Je quittai le Rabbi, retournai à la Yechiva et m’endormis. Cette conversation ne m’avait pas convaincu et je l’oubliai presque aussitôt. Mais quelques semaines plus tard, j’exposai en public quelques brillantes idées de Torah quand un de mes camarades s’exclama : «C’est n’importe quoi ! Tu as juste oublié un «Tossefot» (commentaire du Talmud) !»
Cette remarque me fit rougir, je me mis en colère et décidai de ne plus me rendre dans la salle d’études durant quelques jours. Mais très vite, la colère devint dépression : je dormais le jour tandis que la nuit, je fréquentais des endroits peu recommandables. Je finis par abandonner la Yechiva.
Je me lançai dans les affaires, «oubliant» progressivement d’accomplir certains commandements ; je me mariai avec une jeune fille non-pratiquante, nous avons des enfants et vivons exactement comme nos voisins.
Mais un jour, mon fils âgé de huit ans est revenu en pleurant de l’école : ses camarades l’avaient traité de «sale Juif». Il voulait savoir ce que signifiait «Juif» et de plus «sale Juif» ; et pourquoi on l’avait abreuvé – lui ! – de cette injure.

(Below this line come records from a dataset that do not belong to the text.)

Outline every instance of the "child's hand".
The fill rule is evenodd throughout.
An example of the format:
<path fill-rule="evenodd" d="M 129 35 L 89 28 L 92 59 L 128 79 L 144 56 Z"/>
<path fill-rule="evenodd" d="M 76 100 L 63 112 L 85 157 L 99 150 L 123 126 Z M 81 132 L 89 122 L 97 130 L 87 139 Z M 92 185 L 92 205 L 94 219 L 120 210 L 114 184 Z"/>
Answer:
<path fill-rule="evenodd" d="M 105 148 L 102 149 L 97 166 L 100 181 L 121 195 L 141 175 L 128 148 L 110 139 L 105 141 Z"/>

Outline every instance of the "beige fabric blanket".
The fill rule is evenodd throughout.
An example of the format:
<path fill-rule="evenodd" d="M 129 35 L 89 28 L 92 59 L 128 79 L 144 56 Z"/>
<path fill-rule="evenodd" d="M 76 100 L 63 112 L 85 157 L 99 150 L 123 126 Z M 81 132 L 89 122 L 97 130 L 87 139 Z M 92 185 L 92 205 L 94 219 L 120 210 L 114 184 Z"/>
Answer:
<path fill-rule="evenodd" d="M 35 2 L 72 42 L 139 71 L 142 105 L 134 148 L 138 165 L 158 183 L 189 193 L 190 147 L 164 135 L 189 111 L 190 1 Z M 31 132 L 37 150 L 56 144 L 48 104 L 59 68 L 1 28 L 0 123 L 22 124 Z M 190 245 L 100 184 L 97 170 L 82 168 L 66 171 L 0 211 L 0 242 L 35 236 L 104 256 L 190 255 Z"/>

Je ne savais pas quoi lui répondre. Le lendemain, je remarquai en passant devant un kiosque à journaux le «Jewish Press». Je me suis dit que j’y trouverais peut-être la réponse. Dans le journal, il y avait une photo du Rabbi de Loubavitch et une précision : le Rabbi prononcerait un discours en public dans quelques jours.
Je retins la date et me rendis au 770 Eastern Parkway. La synagogue était pleine à craquer. Je parvins à me faufiler dans les rangs et, à ma grande stupéfaction, quand je commençais à me concentrer sur ses paroles, je l’entendis affirmer que : «Si quelqu’un étudie la Torah sans aucun sentiment pour D.ieu Qui donne la Torah, il peut même arriver que si on n’obtient pas toute l’attention qu’on estime mériter, on se mette en colère, on devienne déprimé, on commette quelques petites fautes (et le Rabbi en énuméra quelques-unes) puis même des plus graves (il donna encore d’autres exemples) et finalement – que D.ieu nous en préserve – on décide de quitter le judaïsme entièrement !»
Je me rendis à deux autres réunions de ce genre à quelques mois d’intervalle et, à chaque fois, le Rabbi répétait cette phrase. La dernière fois, la réunion s’est terminée avec le passage de tous les participants devant le Rabbi pour recevoir de sa main le «Kos Chel Bra’ha», le vin de bénédiction. Moi aussi, je fis la queue ; inutile de préciser que j’avais bien changé depuis la dernière fois où je lui avais parlé... Le Rabbi m’adressa un large sourire et, tout en versant un peu de son verre dans le mien, il déclara : «Yehezkel, il est peut-être temps pour vous d’étudier la ‘Hassidout !»
«Et c’est pour cela que je suis revenu étudier avec vous, Rav Kahn !» conclut Yehezkel.